I have a table like this:
date number system_id 1 33.1 1 2 24.2 1 3 14.1 1 4 15.5 1 5 1113 1 1 4513 2 2 53.4 2 3 24.8 2 4 13.12 2 5 3333 2
that I transform in this format I need:
[ [date 1, number in date 1 (of system_id 1), number in date 1 (of system_id 2), number in date 1 (of system_id 3), ...], [date 2, number 2 (of system_id 1), number 2 (of system_id 2), number 2 (of system_id 3), ...], [date 3, number 3 (of system_id 1), number 3 (of system_id 2), number 3 (of system_id 3), ...], [date 4, number 4 (of system_id 1), number 4 (of system_id 2), number 4 (of system_id 3), ...], [...] ]
with this query:
SELECT date, STRING_AGG(number::character varying, ',' order by system_id asc) as n FROM MyTable GROUP BY date
So far so good, assuming all systems_ids
have the same number of dates
. However, this might not be the case. Let’s add a row to the db:
date number system_id 6 1234 2
My result now looks like this:
[ [1, 33.1, 4513], [2, 24.2, 53.4], ... [6, 1234] ]
This is really problematic because I rely on the order of the numbers to represent different systems_ids.
["date", "system_id_1", "system_id_2"]
How can I fill a default value when there’s not a value to aggregrate?

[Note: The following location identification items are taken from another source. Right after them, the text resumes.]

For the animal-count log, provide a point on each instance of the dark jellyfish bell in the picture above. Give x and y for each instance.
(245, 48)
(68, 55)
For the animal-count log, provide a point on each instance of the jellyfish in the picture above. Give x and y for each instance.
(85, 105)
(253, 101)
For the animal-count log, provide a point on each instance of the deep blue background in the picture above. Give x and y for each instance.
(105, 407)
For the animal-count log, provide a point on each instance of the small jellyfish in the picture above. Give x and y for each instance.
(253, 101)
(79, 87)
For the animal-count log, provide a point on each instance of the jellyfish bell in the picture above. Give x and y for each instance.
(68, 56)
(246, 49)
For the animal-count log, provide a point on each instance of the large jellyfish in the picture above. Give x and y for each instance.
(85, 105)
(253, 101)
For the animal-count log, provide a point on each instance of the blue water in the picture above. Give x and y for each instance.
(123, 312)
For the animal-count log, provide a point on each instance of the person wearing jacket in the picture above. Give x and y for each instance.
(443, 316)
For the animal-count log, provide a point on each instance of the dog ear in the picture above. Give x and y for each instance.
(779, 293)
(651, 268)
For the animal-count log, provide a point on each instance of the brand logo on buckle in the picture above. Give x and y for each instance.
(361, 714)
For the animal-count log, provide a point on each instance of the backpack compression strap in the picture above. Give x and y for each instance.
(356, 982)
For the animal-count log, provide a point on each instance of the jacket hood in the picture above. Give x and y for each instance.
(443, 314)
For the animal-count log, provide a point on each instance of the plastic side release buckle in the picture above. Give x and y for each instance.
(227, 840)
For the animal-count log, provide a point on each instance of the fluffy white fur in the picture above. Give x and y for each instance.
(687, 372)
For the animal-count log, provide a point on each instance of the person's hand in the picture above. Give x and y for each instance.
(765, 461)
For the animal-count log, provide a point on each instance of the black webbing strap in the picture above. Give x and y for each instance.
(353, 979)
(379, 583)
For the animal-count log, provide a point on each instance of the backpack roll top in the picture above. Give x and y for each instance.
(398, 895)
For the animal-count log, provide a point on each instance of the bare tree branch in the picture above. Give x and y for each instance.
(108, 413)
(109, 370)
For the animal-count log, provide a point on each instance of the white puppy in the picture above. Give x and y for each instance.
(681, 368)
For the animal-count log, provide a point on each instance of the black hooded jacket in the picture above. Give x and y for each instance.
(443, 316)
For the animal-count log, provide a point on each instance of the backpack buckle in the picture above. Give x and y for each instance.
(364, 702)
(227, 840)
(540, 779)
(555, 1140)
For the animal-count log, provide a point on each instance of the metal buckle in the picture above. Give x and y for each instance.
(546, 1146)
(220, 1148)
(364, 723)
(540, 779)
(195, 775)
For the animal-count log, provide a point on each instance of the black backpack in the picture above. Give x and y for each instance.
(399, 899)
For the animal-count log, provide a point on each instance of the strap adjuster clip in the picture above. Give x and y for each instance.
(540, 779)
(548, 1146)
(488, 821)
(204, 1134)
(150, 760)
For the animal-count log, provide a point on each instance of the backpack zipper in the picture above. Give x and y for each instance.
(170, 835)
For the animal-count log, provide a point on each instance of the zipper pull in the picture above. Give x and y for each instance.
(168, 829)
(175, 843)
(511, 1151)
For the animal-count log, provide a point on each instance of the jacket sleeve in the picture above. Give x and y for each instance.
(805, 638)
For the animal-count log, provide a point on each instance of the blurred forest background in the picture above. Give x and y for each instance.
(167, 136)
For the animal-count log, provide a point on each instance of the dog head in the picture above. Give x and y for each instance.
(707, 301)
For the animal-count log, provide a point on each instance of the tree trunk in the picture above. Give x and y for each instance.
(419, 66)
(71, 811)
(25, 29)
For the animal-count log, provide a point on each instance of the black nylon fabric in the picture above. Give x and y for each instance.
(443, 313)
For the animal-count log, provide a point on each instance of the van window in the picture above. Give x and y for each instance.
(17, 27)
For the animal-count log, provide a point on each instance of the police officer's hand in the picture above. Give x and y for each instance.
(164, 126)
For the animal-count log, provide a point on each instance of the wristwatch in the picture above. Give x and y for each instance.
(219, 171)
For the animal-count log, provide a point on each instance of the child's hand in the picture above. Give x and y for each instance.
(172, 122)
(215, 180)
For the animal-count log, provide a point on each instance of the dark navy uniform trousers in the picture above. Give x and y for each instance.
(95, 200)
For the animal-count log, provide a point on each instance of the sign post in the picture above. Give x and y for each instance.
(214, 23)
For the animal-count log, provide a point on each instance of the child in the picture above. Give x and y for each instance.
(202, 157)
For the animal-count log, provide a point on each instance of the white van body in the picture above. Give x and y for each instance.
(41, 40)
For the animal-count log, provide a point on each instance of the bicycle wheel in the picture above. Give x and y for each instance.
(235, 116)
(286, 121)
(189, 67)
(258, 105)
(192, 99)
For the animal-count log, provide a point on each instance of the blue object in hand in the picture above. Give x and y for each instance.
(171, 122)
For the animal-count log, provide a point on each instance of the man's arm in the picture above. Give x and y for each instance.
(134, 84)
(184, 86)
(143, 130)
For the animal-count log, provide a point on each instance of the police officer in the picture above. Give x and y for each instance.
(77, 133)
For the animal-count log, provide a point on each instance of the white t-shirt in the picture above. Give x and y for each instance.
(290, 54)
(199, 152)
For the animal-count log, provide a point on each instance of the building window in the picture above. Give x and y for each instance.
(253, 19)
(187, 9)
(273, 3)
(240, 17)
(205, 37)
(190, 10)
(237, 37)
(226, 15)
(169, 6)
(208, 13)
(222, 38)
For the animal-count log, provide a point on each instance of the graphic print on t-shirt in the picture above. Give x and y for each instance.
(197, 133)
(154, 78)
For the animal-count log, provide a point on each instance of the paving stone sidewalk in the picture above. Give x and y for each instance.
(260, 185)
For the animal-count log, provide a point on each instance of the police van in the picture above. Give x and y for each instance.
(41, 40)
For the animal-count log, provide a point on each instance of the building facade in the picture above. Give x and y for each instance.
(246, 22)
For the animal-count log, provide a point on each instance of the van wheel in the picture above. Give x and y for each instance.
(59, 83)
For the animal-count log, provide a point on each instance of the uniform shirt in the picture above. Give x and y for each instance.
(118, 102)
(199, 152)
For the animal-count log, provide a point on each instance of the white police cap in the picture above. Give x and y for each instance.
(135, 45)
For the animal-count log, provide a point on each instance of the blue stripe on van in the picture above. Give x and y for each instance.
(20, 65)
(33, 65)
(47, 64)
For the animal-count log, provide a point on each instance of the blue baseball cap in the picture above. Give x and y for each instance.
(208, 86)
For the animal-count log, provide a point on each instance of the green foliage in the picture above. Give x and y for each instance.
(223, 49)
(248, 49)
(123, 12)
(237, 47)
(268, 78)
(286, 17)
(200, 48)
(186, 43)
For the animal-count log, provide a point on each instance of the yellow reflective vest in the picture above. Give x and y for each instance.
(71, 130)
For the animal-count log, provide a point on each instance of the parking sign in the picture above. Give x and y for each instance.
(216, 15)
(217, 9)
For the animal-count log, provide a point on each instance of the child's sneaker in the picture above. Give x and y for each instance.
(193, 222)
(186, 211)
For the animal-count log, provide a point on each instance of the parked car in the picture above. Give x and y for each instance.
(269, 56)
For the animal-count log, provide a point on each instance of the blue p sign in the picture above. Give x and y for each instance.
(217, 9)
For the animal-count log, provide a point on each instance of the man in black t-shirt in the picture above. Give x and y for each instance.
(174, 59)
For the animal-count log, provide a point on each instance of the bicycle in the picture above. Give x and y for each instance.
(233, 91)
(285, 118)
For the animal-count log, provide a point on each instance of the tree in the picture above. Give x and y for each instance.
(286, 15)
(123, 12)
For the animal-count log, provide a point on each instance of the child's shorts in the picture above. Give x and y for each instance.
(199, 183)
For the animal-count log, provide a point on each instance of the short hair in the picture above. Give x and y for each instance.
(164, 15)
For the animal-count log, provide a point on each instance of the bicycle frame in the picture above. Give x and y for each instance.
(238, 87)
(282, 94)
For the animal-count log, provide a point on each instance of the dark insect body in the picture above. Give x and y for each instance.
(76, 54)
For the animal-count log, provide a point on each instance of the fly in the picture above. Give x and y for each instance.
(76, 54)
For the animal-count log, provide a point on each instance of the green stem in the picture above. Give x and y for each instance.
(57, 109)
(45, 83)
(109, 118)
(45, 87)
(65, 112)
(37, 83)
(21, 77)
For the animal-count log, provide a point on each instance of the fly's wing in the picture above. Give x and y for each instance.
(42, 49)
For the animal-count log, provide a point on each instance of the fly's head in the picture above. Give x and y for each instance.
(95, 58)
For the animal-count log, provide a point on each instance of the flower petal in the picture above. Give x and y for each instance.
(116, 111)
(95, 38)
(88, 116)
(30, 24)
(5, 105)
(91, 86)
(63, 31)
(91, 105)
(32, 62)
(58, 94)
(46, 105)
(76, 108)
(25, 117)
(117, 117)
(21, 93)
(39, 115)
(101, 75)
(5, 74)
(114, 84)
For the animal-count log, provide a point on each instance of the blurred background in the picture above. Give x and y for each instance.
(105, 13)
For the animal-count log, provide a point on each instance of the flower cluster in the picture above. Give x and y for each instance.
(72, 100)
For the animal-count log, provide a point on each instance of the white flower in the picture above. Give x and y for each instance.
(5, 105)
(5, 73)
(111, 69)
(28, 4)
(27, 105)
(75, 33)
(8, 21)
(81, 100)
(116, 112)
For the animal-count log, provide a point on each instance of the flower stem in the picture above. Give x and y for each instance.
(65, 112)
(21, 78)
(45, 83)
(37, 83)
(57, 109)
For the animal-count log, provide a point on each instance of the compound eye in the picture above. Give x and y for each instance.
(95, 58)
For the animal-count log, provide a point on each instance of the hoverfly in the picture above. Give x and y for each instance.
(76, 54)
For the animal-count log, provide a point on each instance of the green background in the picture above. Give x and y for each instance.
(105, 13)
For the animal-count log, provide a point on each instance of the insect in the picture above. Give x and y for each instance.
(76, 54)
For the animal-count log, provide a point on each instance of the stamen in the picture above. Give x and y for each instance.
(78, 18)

I need row 6 in my result to look like this [6, 0, 1234]
or this [6, NaN, 1234]
or whatever is considered a good practice would be fine. Though it is paramount that the order ["date", "system_id_1", "system_id_2"]
is always respected.
Alternatively, it’d be ok to skip the whole row. To do so, I could call
SELECT date, STRING_AGG(number::character varying, ',' order by system_id asc) as n COUNT(date) as dates_count FROM MyTable GROUP BY date
And somehow exclude all rows where dates_count
is not equal to MAX(dates_count)
. But how?
Advertisement
Answer
You can generate the rows using a cross join
. Then bring in the data and aggregate:
select d.date, string_agg( coalesce(t.number::character varying, ''), ',' order by s.system_id asc) as numbers from (select distinct system_id from mytable) s cross join (select distinct date from mytable) d left join mytable t on t.system_id = s.system_id and t.date = s.date group by d.date;
I would also suggest that you use arrays rather than strings for this purpose.
EDIT:
Or, to skip the incomplete rows:
with ds as ( select date, string_agg(number::character varying, ',' order by system_id asc) as n, count(*) as num_system_ids, max(count(*)) over () as max_num_system_ids from MyTable group by date ) select ds.date, ds.n from ds where ds.num_system_ids = ds.max_num_system_ids;